El periodista y escritor Arturo Pérez Reverte fue uno de los protagonistas del XVI Congreso de la Asociación de Academias de la Lengua Española (ASALE), que se ha celebrado en la Fundación Cajasol, con su charla sobre la figura histórica del Cid. Entre todas las charlas que se han producido, la del académico de la lengua española fue de las más esperadas. En el patio central de la sede en Sevilla, Pérez Reverte mantuvo un diálogo con el periodista Jesús Vigorra, mientras personalidades de diferentes ámbitos, como el director de la Real Academia de la Lengua Española, Santiago Muñoz Machado; o el presidente de la Fundación Cajasol, Antonio Pulido, oían los juicios sobre el personaje en cuestión, como de otras temáticas, en un acto que duró más de una hora.

El acto comenzó con la lectura, por parte del actor Alfonso Sánchez, de algunos pasajes del ‘Cantar de mio Cid’, personaje que conoce muy bien Pérez Reverte, ya que, en su última novela, ‘Sidi’, es el referente principal. El escritor hizo referencia en sus primeras intervenciones sobre el porqué de llamar ‘Sidi’ al personaje. Él explicó que en el siglo XI español todas las zonas eran una amalgama de lenguajes, de ahí que siempre tuviera presente la idea de fronteras durante toda la obra. “Para dar más énfasis al carácter fronterizo del personaje decidí llamarlo por el nombre árabe”, explicó Pérez Reverte.

«EL PROBLEMA DE LA HUMANIDAD CONFORTABLE, DE OCCIDENTE, ES QUE HEMOS OLVIDADO QUE MORIR ES MUY FÁCIL»

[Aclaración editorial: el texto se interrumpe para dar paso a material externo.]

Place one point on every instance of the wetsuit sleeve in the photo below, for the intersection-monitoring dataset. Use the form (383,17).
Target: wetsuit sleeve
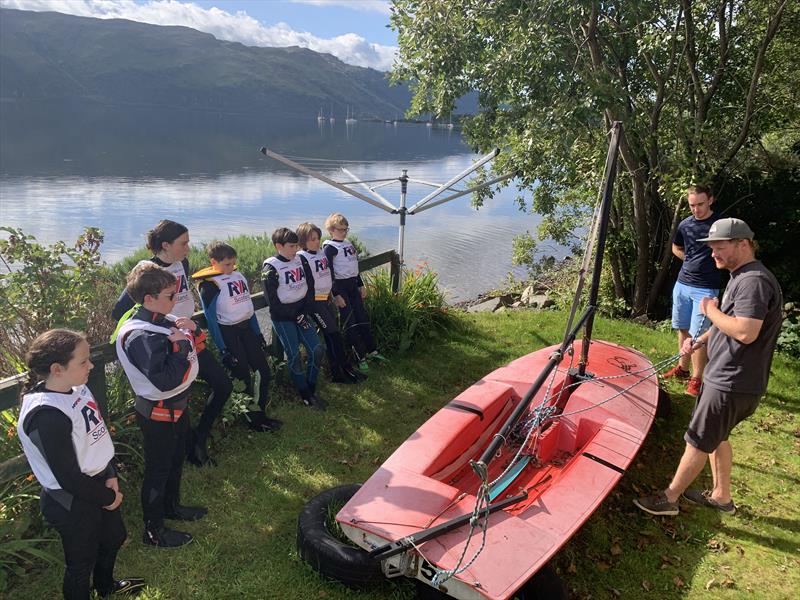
(152,354)
(678,239)
(209,294)
(51,431)
(123,305)
(331,251)
(308,301)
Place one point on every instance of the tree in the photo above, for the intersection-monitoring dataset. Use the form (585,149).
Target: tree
(552,76)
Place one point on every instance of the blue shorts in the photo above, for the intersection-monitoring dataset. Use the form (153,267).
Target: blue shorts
(686,308)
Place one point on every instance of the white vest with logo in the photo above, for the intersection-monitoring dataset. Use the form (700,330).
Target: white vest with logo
(292,284)
(141,385)
(233,303)
(345,263)
(321,271)
(184,301)
(90,437)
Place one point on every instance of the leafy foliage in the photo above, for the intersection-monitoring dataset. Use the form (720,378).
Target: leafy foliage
(416,313)
(789,338)
(51,286)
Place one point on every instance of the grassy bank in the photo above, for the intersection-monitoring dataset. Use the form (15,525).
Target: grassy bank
(245,547)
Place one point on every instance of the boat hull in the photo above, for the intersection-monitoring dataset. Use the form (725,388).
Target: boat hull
(579,458)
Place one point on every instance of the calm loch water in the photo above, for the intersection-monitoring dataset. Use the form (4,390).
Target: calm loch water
(62,170)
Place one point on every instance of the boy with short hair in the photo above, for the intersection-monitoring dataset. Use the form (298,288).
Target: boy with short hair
(157,352)
(349,291)
(309,237)
(232,322)
(289,289)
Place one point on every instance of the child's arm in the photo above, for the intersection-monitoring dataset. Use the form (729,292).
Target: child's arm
(209,294)
(330,252)
(152,353)
(277,310)
(308,301)
(51,432)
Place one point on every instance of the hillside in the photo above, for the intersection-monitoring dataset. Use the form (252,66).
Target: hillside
(57,58)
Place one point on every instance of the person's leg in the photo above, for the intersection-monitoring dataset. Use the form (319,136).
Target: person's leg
(691,465)
(684,362)
(681,320)
(112,536)
(315,351)
(721,466)
(288,333)
(79,529)
(158,443)
(349,322)
(175,457)
(257,361)
(362,319)
(221,387)
(334,344)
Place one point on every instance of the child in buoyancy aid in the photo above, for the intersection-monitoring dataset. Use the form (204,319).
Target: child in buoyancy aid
(69,448)
(289,289)
(309,238)
(233,325)
(349,291)
(169,243)
(157,352)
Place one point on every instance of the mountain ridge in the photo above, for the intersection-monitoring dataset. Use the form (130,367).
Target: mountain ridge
(51,56)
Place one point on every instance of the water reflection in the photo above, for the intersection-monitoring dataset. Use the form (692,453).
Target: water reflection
(212,178)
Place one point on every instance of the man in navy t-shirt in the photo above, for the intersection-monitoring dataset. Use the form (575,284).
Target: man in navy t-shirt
(699,278)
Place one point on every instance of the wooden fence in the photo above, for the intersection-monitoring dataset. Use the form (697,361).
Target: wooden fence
(103,354)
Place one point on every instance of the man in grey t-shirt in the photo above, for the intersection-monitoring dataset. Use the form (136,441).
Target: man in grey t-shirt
(741,343)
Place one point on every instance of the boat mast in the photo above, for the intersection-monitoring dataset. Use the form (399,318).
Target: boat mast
(602,231)
(481,465)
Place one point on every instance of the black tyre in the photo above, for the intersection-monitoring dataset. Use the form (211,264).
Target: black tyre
(664,404)
(544,585)
(328,555)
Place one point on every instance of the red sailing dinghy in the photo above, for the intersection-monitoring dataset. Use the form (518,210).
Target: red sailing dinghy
(485,492)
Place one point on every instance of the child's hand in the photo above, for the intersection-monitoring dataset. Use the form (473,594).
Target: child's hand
(302,321)
(185,323)
(177,335)
(117,501)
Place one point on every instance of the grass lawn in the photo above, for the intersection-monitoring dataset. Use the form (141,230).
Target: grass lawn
(245,547)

Prosiguió la conversación con algunas historias sobre la realidad que produce vivir una guerra. Pérez Reverte, que ha sido corresponsal de guerra, afirmó que en su última novela hay situaciones biográficas que se reflejan de una manera parecida. “Yo puedo ser novelista mediocre, como cualquier otro novelista mediocre, incluso puedo equivocarme al hacer una novela, y hacer una mejor o peor. Pero hay una cosa que sí tengo, que es que lo que cuento, lo he visto”. El acto continuó con los comentarios de Arturo Pérez Reverte sobre la apropiación cultural de la figura del Cid por parte de algunas ideologías. El periodista aseguró que el personaje histórico no debería tener esa categorización ya que es un personaje que siempre ha convivido en la historia española.

Uno de los momentos más emotivos fue la lectura de un pasaje del libro del protagonista de la jornada, en una conversación entre dos de sus personajes: Rodrigo Díaz de Vivar y Tello Luengo. Pérez Reverte aseguró que le interesa exponer en su novela a esta clase de hombres, que “afrontaban su destino con entereza” y en el que la muerte se vivía con sencillez. “El problema de la humanidad confortable, de Occidente, es que hemos olvidado que morir es muy fácil. Que estamos a salvo del dolor, de la muerte, de la violencia, la agonía, la tortura; y no recordamos que es así”, aseguró el escritor. Para valerse de este tipo de personas, Reverte incidió en la figura de nuestros abuelos, que tenían presente que la muerte podía llegar en cualquier momento, ante la falta de las comodidades que hoy disponemos. “El mundo es peor ahora porque hemos olvidado a nuestros abuelos. Pensar que no vamos a morir nos hace malos”.

En el último tercio del acto se conversó sobre la fatalidad y la crueldad del mundo, en el que las personas tienen que afrontar la posibilidad de verse en situaciones tan complicadas como la muerte, y en circunstancias para las que no están preparadas. Así, Pérez Reverte decía: “De vez en cuando las reglas (del mundo) te pasan la factura, y tienes que decir ¿qué se debe? Tanto, pues no pasa nada. Formamos parte de ese conjunto. Pero rebelarte, negarte, o decir que no hay derecho por morir con 20 años, pues es lo que hay, es la lotería que te ha tocado. (…) Vivamos según esas reglas con bondad, honradez, dignidad, coherencia, pero también sabiendo dónde estamos”.

Por último, el escritor y novelista sugirió al público que hay algo que no perdona y es la falta de lealtad de las personas. Algo que, según su opinión, nos diferencia. “Hay cuatro o cinco palabras fundamentales para mantenerse uno sano, erguido y limpio, y alguna de ellas son valor, dignidad o lealtad. Yo puedo perdonarle a alguien muchas cosas, incluso la maldad (…) pero lo que no puedo perdonar en la deslealtad”.